According to the draft guideline that is to be implemented from April 2015, the exposure in equity and exchange-traded funds will each be 15% of the incremental investment. In contrast, the exposure in government bonds is to be lowered to 40% from the earlier 55% and that in corporate bonds and bank fixed deposits is to remain the same at 40%, said the draft guidelines reviewed by FE.
Further, the finance ministry has proposed some relaxation in PFs investing in bank deposits. While the earlier rule allowed PFs to invest in fixed deposits of only those banks which had NPAs of less than 2%, the new rule extended it to not more than 4%. Also, the PFs have been allowed to invest in rated infrastructure debt funds asset backed securities.
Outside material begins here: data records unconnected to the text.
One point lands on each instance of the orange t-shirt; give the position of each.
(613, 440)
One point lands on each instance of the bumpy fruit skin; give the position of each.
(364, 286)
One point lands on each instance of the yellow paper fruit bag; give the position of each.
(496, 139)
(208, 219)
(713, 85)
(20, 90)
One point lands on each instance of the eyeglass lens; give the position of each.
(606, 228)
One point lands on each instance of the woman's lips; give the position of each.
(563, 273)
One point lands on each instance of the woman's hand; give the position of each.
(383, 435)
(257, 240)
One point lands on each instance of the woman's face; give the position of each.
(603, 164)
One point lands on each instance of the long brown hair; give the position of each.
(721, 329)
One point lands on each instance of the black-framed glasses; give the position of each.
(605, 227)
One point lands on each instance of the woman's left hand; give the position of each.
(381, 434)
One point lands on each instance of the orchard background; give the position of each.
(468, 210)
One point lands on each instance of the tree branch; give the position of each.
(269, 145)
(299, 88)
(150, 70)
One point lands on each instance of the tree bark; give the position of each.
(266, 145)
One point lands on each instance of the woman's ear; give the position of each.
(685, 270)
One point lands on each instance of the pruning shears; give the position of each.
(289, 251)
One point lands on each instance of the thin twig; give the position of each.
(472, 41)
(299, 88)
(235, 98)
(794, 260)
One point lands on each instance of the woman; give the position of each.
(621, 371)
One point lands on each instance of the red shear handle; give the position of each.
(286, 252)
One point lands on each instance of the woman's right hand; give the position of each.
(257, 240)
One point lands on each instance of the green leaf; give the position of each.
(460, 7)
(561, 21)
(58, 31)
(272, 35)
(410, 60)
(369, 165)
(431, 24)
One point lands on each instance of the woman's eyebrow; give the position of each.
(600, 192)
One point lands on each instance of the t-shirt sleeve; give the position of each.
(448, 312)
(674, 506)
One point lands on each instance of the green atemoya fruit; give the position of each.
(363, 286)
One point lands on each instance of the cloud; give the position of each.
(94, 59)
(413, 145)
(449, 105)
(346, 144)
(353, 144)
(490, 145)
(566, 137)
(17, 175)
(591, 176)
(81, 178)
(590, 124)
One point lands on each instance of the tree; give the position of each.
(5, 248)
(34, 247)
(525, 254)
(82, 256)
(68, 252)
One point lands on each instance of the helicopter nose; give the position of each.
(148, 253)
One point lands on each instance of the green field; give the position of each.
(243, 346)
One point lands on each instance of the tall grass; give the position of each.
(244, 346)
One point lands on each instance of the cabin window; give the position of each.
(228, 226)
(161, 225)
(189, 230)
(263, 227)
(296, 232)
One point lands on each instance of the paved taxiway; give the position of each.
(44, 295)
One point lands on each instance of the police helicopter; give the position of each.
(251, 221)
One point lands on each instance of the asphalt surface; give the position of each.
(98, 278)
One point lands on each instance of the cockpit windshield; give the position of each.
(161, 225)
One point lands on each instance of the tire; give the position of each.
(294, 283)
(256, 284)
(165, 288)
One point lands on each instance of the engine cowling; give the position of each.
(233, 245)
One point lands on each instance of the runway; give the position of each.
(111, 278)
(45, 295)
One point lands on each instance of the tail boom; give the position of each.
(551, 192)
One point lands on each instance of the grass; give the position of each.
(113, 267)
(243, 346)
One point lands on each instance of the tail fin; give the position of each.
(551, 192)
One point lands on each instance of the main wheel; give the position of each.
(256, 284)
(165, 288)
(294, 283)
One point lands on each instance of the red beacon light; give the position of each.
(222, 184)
PFs can also invest some money in debt mutual funds regulated by Sebi, said the new investment guideline.
The EPFO, which has an investment corpus of R6.3 lakh crore, invested R86,077 crore in bonds during 2012-13. If it is allowed to invest 15% each in equities and ETFs, more than R26,000 crore of incremental funds can flow into the equity market annually. "We will call a meeting of the central board of trustees (CBT) soon for considering the new investment guidelines," central provident fund commissioner KK Jalan told FE.
In 2008, the finance ministry had proposed 15% equity exposure for PFs but the trustees of EPFO did not approve it, fearing erosion in the value of employees hard-earned long-term savings.
Trade union members in the CBT voiced concerns over the draft guidelines and said they will oppose it this time as well. "We will not accept equity exposure for the security of employees savings," said DL Sachdev of AITUC. "We can accept it if the government gives a guarantee," said Sachdev, who is also a CBT member.
This time around, the finance ministry has put in some safeguards such as allowing investment in derivatives such as credit default swaps to hedge against the risk in the capital market. Also, if the rating of any instrument fall below investment grade, the option of exit shall be considered and exercised by the PFs.